The town itself is both based on and filmed in the port city of Dubrovnik, Croatia, a prominent Mediterranean tourist spot littered with Baroque architecture, a style befitting an exaggerated, operatic franchise with mass audience appeal. The Minčeta Tower of the Walls of Dubrovnik is even the seeming reference point for the city-center’s casino:

Image used with permission from Wikimedia Commons

Minor spoilers to follow.

In addition to the magnificent creatures set free by Rose and Finn, Canto Bight’s stables also house an anonymous character who, both in spite of and because of his obscurity, may be the most important symbol the saga has had to offer. He doesn’t enter the spotlight until the film’s closing moments, but the setup in the towering structures above his dwelling makes that eventual payoff worthwhile. Rian Johnson doesn’t ignore the Star Wars prequels – much as the film suggests the characters ought to, he accepts the saga’s failings in order to move on from them – in fact the child in question feels created in direct parallel to the young Anakin Skywalker of Star Wars: Episode I - The Phantom Menace, down to his enthusiastic “Woohoo!”

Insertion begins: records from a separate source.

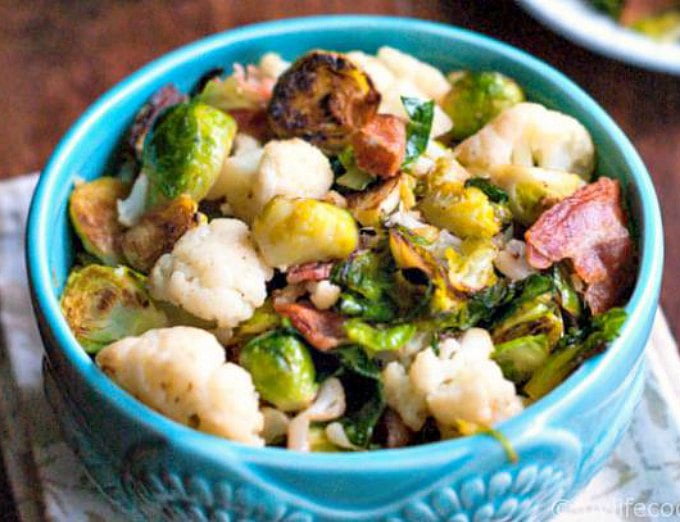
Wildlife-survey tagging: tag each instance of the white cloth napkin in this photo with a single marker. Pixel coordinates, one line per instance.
(640, 481)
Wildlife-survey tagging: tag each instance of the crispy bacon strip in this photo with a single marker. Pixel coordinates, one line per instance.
(314, 271)
(380, 145)
(322, 329)
(589, 228)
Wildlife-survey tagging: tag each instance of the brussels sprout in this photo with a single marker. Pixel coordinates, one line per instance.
(533, 313)
(573, 349)
(322, 98)
(521, 357)
(476, 98)
(533, 190)
(376, 339)
(295, 231)
(104, 304)
(92, 208)
(465, 211)
(371, 206)
(471, 269)
(282, 369)
(185, 151)
(158, 230)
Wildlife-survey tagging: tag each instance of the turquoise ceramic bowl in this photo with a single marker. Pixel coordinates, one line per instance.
(154, 468)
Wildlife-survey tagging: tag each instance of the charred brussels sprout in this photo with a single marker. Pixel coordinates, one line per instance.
(282, 369)
(296, 231)
(158, 230)
(185, 151)
(92, 208)
(322, 98)
(104, 304)
(476, 98)
(531, 191)
(529, 329)
(466, 212)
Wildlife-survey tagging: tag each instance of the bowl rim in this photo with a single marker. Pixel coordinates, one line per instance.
(643, 299)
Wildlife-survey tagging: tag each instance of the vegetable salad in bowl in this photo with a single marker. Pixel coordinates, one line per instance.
(348, 252)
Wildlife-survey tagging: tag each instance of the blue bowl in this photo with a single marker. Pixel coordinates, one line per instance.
(154, 468)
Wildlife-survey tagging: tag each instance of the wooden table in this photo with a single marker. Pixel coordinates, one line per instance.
(57, 56)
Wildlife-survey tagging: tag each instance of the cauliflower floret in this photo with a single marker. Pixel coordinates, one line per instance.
(391, 104)
(323, 294)
(272, 65)
(213, 272)
(425, 77)
(181, 372)
(461, 384)
(236, 179)
(291, 168)
(529, 135)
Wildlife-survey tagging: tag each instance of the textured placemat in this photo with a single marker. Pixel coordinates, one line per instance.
(640, 481)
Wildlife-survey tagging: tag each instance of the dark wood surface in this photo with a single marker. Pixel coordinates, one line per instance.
(57, 56)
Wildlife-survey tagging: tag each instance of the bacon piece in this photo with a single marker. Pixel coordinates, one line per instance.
(322, 329)
(380, 145)
(314, 271)
(162, 99)
(589, 228)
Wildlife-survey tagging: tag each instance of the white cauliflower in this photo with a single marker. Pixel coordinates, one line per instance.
(462, 384)
(181, 372)
(237, 177)
(529, 135)
(214, 273)
(428, 79)
(291, 168)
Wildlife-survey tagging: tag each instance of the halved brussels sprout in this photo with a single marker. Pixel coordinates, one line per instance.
(158, 230)
(371, 206)
(295, 231)
(533, 190)
(476, 98)
(185, 151)
(465, 211)
(322, 98)
(282, 369)
(103, 304)
(471, 269)
(94, 216)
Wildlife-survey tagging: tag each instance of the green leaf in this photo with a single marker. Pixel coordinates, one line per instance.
(421, 114)
(574, 348)
(493, 192)
(375, 339)
(360, 376)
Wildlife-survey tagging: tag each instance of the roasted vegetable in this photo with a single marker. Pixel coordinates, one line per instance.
(476, 98)
(92, 208)
(465, 211)
(375, 339)
(532, 191)
(293, 231)
(421, 114)
(158, 230)
(575, 347)
(104, 304)
(281, 368)
(185, 151)
(323, 97)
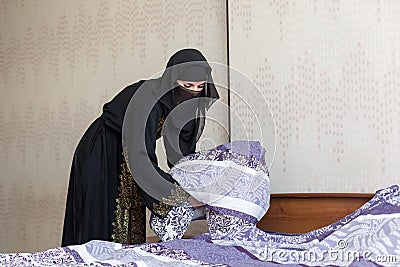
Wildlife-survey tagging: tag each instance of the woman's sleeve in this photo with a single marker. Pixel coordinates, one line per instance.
(159, 191)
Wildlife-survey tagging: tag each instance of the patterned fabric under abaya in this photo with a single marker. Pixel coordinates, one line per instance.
(130, 213)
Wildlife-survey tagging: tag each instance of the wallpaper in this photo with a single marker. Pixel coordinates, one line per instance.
(326, 99)
(60, 61)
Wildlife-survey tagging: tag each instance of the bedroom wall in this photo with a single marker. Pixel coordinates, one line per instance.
(330, 73)
(60, 61)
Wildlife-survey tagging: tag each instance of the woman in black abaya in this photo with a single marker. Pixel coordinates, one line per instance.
(115, 174)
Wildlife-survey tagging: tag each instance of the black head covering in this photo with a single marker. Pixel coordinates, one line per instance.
(187, 65)
(187, 120)
(184, 122)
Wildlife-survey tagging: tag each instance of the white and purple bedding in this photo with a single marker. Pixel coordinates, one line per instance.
(370, 236)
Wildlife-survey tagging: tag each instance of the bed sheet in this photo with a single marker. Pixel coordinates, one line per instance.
(368, 237)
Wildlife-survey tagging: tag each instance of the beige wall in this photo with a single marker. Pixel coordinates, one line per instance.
(330, 71)
(60, 61)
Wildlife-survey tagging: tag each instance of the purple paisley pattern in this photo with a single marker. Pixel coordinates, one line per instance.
(370, 236)
(243, 176)
(373, 228)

The Skywalker saga has lasted decades and it seems about ready to move forward, though its exploration of social ills has felt incomplete along the way – in this case, in the realm of class. Anakin was born into bondage, a situation not unlike mistreated child labourer residing in a dark corner of this one-percenters’ paradise. As the Rebellion’s spark is preserved elsewhere (amidst a war that feels all too familiar), it’s from beneath the boot-heels of decadence that the flames will rise and take back the galaxy, whether literally or symbolically, through this little boy with a broom.

We’ve been following the Skywalker story across three generations, and were it not for all that talk of immaculate conception, the Anakin of Episode I would’ve been the series’ young hero born into total obscurity. Between Rey and the new child in question, The Last Jedi feels like a proper fulfillment of that promise, a rejection of the saga’s “chosen one” narrative that comes full circle to its origins in oppressed social strata.

In effect, the city is the very apex of the Western military industrial complex, as well as a fanciful farce built on the backs of an abused workforce. It breeds malcontent (which is perhaps why its stampede scenes feel especially satisfying), but before the full scope of its crimes are revealed, it suckers you into reveling in what it has to offer just as it draws in Finn, the former Stormtrooper, reminding both audience and Imperial pawn of their complicity in the spoils of oppression.

Canto Bight is pure, unbridled fun, filtered through the imagination of a unique storyteller who eventually allows that fun to give way to a meaningful promise of something better on the horizon – just like Star Wars ought to.